Since they first emerged in 1980, biologic therapies have changed the treatment landscape for various indications including asthma, cancers, and autoimmune diseases. However, the high cost of biologics caused by huge research investments, and expensive development processes and materials, make them less accessible to patients than traditional small molecule drugs. (1)

The European Medicines Agency (EMA) describes a biosimilar as a ‘biological medicine that is similar to another biological medicine that has already been authorized for use’. (2) The European Union (EU) has been a frontrunner in the adoption of biosimilar medicines, with the EMA being the first regulatory body in the world to define a consistently monitored and updated policy and legal framework for biosimilar approval. (2) Since its approval of Omnitrope® in 2006, the EMA has approved 86 biosimilars, allowing them to capture 10% of the total biologics market value by May 2021, producing over $20 billion of savings in Europe (3,4,5).

Within the next decade, blockbuster biologics such as Stelara, Keytruda and Entyvio are going to be falling off the patent cliff, significantly widening the biosimilar market space. However, biosimilar players will encounter substantial barriers when competing with originators for a share of the market. Unlike traditional generics which can often be priced 50% lower than branded medications, biosimilars require complex processes and expensive materials allowing discounts up to only 35% compared to originators. (6) Further, based on current practices, companies are expected to face difficulties in navigating the complex regulatory space in the EU, having to address fragmented policies according to the region and developing suitable strategies to ensure the success of bringing their biosimilar product to the European system. This is made even more challenging by the role in played by a trinity of major stakeholders – payers, patients, and physicians - who influence biosimilar uptake to varying degrees based on patient type and geography even within the EU. Thus, gaining an in-depth understanding of the regulatory and access nuances of each European market is crucial for biosimilar manufacturers to lower barrier to entry and maximize likelihood of success.
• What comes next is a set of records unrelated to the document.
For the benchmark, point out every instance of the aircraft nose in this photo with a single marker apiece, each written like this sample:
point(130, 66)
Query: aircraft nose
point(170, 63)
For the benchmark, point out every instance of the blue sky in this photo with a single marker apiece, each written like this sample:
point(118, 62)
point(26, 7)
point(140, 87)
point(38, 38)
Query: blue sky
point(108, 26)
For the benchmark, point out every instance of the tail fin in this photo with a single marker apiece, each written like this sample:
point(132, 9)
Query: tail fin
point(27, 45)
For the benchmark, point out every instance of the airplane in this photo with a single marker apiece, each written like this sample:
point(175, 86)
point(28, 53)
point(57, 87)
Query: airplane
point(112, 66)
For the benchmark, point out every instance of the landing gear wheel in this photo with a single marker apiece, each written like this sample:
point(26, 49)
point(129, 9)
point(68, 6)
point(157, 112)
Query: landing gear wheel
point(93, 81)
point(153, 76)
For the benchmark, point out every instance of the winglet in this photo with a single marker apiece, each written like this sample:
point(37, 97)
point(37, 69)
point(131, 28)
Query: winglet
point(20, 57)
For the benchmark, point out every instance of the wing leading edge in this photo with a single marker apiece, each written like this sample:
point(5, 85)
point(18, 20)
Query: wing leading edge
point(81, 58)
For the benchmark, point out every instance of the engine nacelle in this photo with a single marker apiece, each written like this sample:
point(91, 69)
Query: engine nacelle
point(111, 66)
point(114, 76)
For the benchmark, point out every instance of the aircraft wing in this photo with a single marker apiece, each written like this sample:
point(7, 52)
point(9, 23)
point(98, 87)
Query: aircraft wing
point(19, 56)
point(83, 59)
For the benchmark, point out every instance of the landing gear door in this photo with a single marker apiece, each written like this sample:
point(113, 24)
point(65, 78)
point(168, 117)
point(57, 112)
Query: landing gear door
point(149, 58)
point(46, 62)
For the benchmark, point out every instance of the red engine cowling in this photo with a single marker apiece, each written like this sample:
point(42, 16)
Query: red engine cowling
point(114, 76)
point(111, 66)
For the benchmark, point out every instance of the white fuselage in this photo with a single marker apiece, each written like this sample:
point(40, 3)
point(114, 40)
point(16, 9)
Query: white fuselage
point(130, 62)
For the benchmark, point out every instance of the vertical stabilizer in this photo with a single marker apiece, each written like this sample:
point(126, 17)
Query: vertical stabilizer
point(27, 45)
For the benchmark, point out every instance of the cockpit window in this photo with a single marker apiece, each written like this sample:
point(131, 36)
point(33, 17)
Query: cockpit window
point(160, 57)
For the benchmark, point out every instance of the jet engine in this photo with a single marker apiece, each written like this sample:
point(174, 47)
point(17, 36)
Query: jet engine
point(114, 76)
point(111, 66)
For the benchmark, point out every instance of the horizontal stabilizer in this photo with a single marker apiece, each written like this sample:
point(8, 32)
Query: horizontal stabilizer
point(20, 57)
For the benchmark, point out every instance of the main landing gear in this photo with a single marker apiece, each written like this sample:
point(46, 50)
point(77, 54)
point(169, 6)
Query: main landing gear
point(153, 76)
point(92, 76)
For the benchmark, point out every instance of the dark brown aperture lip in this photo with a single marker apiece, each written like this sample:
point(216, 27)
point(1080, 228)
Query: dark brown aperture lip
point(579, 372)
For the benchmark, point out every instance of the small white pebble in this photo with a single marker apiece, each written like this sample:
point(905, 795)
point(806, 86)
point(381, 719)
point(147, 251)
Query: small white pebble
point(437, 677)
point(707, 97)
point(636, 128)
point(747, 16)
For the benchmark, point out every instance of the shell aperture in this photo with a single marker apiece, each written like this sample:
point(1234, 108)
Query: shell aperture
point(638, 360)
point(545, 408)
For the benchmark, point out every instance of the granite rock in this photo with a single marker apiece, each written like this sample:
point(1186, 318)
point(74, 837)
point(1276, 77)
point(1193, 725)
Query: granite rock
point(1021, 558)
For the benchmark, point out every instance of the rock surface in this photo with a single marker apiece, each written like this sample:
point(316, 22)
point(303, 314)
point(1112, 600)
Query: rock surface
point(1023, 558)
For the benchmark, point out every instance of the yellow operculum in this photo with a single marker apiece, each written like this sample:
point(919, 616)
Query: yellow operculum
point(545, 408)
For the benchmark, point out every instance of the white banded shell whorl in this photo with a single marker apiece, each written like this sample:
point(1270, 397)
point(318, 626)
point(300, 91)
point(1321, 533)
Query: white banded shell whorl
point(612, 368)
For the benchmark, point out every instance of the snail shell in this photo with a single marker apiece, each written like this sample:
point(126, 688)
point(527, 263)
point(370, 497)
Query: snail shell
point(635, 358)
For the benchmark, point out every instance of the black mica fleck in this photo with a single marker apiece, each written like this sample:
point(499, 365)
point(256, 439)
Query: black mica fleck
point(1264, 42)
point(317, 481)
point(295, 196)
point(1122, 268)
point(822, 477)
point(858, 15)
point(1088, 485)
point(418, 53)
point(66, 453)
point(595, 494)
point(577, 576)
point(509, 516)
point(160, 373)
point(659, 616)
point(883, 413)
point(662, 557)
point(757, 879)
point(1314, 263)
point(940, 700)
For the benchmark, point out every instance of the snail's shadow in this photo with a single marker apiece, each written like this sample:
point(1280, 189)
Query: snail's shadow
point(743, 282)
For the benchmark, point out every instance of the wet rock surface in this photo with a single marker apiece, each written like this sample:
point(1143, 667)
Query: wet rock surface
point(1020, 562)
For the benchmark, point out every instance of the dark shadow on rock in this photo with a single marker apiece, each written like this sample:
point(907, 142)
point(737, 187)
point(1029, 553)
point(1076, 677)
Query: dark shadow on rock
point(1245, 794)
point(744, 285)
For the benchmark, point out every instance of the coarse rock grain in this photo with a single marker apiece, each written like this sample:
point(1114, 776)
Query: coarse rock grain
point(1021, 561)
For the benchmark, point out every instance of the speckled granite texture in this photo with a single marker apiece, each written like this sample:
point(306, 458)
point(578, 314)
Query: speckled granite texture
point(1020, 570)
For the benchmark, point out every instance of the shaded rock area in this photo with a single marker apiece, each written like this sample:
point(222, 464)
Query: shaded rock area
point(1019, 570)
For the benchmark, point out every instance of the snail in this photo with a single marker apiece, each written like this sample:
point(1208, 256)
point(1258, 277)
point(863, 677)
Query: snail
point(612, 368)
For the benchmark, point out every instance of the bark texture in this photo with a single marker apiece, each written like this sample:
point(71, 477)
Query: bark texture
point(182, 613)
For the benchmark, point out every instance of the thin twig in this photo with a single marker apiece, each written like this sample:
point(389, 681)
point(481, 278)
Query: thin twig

Figure 1. Biosimilar uptake is determined by a trinity of major stakeholders – payers, patients, and physicians – to varying degrees depending on geography or treatment setting
CountryPayerPhysicianPatient
Germany↑↑↑↑↑
France↑↑↑↑↑
Italy↑↑↑↑↑
Spain↑↑↑↑↑
United Kingdom↑↑↑↑↑
Figure 2. The varying influence of stakeholders on the uptake of biosimilars according to region. Higher influence is denoted by an increased number of arrows

France’s single payer system has set up its drug pricing system to stimulate competition between biosimilars, for their reference originators to realize significant cost savings and ultimately increase the uptake of biosimilar therapeutics

Biosimilar therapeutics represent 48% of the biologic market in France. (7) In 2014, the French National Agency for the Safety of Medicines and Health Products (Agence Nationale de Sécurité du Médicament et des Produits de Santé, ANSM) proposed a Social Security Financing Act to introduce a provision allowing pharmacists to substitute biosimilar drugs under appropriate circumstances unless expressly prohibited by the prescribing physician. (8,9) This measure was difficult to implement as the official decree was never published by the French government and ended up being cancelled by the Social Security Financing law in 2020. (10) However, recognizing the vast health insurance savings brought about by the development of biosimilars, various other incentive measures have been adopted to widen the uptake of biosimilars in France. Eventually, on April 14th of this year, the Social Security Financing Act 2022 re-instated the provision allowing pharmacists to substitute biosimilar drugs under strict circumstances. (10) The ANSM has proposed a step-by-step implementation of the substitutions with biosimilars to ensure proper use and safety by initially targeting only two groups of substitutable biosimilars – pegfilgrastim and filigistram, allowing sixteen drugs to be included in the new decree (11).

In addition to enabling pharmacists to automatically operate the substitution, France’s single payer health insurance system and drug pricing model highly contribute to the wide uptake of biosimilar therapeutics. The centralized Comité Economique des Produits de Santé (CEPS) sets a national tariff for each new therapeutic entering the market. However, drug adoption and final pricing are negotiated independently between the individual hospital or hospital-purchasing group and the manufacturers, which typically offer significant discounts to be included in their formulary. (12)

When the CEPS negotiates a national tariff for each product, these prices are paid to the hospitals administering the drug, rather than to the manufacturers themselves. Typically, biosimilars are discounted at rates of 30-40% from the reference biologic from the date of commercialization, (13) with hospitals therefore relying on them to stimulate competition and drive prices down. (12) The hospitals and hospital-purchasing groups are therefore incentivised to negotiate low prices for biologic therapeutics as they are allowed to retain half the difference between the national tariff and the prices they are able to negotiate. (12)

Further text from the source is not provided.